Ok. I had no memory of this behavior of Prolog whatsoever from learning Prolog long ago.
?- length(Ls, N).
literally generates all solutions Ls = , N = 0; Ls = [_], N = 1 forever.
This is to my understanding because it stands for all possible lists that might exist in
the universe.
Thats really cool, and completely unexpected and a bit magical.
Now that append infinite unification makes much more sense.
I suppose Prolog’s depth first search keeps going down some infinite branch
of the tree of possible values.
So the recursive call doesn’t need to be necessarily the last. It’s enough to make sure that recursion finds an appropriate termination condition at some point? I always stuck to that rule, but it’s not mandatory then…

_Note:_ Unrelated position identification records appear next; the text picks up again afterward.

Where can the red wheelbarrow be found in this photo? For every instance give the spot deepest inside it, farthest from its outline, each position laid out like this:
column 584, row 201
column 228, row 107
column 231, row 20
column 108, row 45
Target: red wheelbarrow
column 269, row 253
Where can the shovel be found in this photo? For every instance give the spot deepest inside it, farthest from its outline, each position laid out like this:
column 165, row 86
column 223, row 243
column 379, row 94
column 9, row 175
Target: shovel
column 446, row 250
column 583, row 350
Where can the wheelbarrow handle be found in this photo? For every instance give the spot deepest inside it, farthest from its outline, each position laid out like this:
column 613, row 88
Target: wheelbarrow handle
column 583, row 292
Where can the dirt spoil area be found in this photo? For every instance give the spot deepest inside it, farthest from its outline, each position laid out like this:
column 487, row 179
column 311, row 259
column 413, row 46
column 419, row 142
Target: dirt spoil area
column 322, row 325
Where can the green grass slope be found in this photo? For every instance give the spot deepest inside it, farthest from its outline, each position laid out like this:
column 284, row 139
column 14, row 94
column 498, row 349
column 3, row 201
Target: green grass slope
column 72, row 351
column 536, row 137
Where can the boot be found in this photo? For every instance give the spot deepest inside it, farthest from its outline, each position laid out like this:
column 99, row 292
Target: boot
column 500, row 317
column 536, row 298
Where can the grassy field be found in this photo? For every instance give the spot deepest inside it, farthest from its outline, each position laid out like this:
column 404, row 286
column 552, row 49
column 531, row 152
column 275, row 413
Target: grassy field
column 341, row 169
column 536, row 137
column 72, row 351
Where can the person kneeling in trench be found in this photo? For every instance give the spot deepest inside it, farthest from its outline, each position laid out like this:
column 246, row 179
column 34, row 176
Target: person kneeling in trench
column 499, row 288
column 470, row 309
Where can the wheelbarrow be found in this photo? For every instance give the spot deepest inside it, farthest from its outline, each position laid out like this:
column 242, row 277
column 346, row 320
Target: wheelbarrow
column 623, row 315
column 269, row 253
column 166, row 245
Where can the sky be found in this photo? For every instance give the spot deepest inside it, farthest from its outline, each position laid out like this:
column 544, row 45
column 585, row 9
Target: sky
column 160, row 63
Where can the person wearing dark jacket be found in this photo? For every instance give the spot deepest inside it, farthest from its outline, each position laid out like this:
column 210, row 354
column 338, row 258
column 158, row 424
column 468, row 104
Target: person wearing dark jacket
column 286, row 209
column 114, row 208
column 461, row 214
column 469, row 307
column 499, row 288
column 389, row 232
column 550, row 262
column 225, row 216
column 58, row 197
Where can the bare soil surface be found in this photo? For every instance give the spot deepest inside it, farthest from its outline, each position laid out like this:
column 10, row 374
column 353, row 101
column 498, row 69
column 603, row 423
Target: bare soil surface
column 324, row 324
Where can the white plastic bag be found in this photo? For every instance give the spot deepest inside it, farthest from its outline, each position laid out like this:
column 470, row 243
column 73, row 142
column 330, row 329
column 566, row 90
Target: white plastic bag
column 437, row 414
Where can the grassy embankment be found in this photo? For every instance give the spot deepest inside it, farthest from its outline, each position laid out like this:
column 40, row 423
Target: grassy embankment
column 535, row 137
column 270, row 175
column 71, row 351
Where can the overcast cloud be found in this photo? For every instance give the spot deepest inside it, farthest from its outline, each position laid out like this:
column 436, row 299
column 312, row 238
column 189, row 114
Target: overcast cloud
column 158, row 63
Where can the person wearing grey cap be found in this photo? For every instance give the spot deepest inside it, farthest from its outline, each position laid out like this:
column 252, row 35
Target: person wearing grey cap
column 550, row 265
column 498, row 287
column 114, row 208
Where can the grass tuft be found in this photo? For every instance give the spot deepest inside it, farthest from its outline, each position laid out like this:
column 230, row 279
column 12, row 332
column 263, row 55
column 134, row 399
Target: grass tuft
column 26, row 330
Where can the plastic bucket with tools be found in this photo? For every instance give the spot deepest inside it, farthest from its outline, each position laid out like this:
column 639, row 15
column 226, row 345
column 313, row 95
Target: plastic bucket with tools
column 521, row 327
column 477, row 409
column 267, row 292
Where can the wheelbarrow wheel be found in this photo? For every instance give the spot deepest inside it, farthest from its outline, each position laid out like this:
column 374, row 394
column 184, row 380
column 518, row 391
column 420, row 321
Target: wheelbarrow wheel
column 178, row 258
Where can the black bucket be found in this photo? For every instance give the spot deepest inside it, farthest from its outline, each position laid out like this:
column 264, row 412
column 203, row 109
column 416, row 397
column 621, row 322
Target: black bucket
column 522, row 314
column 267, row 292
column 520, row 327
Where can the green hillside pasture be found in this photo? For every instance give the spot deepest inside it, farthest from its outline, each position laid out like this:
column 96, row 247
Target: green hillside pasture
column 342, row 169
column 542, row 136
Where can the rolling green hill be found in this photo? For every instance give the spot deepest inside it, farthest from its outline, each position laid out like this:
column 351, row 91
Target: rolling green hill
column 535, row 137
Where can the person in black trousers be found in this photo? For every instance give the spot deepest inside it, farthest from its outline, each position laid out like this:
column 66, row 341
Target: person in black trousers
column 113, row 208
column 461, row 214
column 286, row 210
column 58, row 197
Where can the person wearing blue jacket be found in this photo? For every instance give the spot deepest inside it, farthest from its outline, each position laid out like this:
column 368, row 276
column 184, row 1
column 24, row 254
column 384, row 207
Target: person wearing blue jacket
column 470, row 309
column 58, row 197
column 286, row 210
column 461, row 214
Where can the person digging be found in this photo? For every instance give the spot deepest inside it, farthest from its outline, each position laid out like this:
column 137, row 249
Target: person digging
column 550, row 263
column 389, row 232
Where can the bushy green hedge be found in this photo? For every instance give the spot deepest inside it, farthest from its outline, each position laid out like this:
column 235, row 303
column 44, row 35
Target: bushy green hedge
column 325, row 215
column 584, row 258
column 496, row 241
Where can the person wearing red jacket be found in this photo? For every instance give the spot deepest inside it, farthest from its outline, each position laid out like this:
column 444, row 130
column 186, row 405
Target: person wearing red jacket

I was trying to put an upper bound to give Tau Prolog a termination condition.
But I think I figured out the issue. Both the recursions need a guard, since the
first clause is not the only one that can match.
We need the second J < 4 which I did not have earlier
leng([], 0, K) :- K < 4.
leng([_|T], N, J) :- J < 4, JJ is J + 1, leng(T, M, JJ), N is M + 1.
This is of course possible but not sure if it is necessary. The easy way to get lists up to 3 long is to write instead:
?- between(0, 3, N), length(L, N).
Depending on your purposes, it might be helpful to consider predicates like between/3 and length/2 as primitives that don’t need a pure Prolog implementation.
OK, I totally missed the point then. I mistakenly believed that length/2 on its own “checks or sets the length” and we are discussing how that can nevertheless cause non-termination.
Just look at the mode (-, -, +). On the other hand if such a wellfoundedness
criteria its missing, it is very difficult to judge whether something terminates
or not, typical example beeing the Collatz sequence:
I was not only trying to create a fixed list – I wanted to see how Prolog is unifying as it goes through the leng clauses.
The idea was to get Tau Prolog to show me how unifications are happening
when you run the query
-? leng(L, N, 1).
I needed the upper bound since otherwise Tau Prolog hung – it is not robust yet like Swish or Ciao, and besides, the bound makes for a understandable visualization in the Tree Visualization Tau provides.
The limit field is a little buggy in Tau Prolog, there is a discrepancy
between ordinary queries and tree view. But we have this non-
termination criteria, simple sketch of it:
If a variant term is called, it does not terminate.
(a variant results from a term by a bijective variable mapping)
You can edit the limit field. It has initially the value 10000. If you edit
the value to 5. I get this here for len/2:
In SWI-Prolog you can test variants with (=@=)/2. Such criterias are
used in SWI-Prolog tabling, to make it terminate nevertheless
sometimes. Not applicable to len/2 though.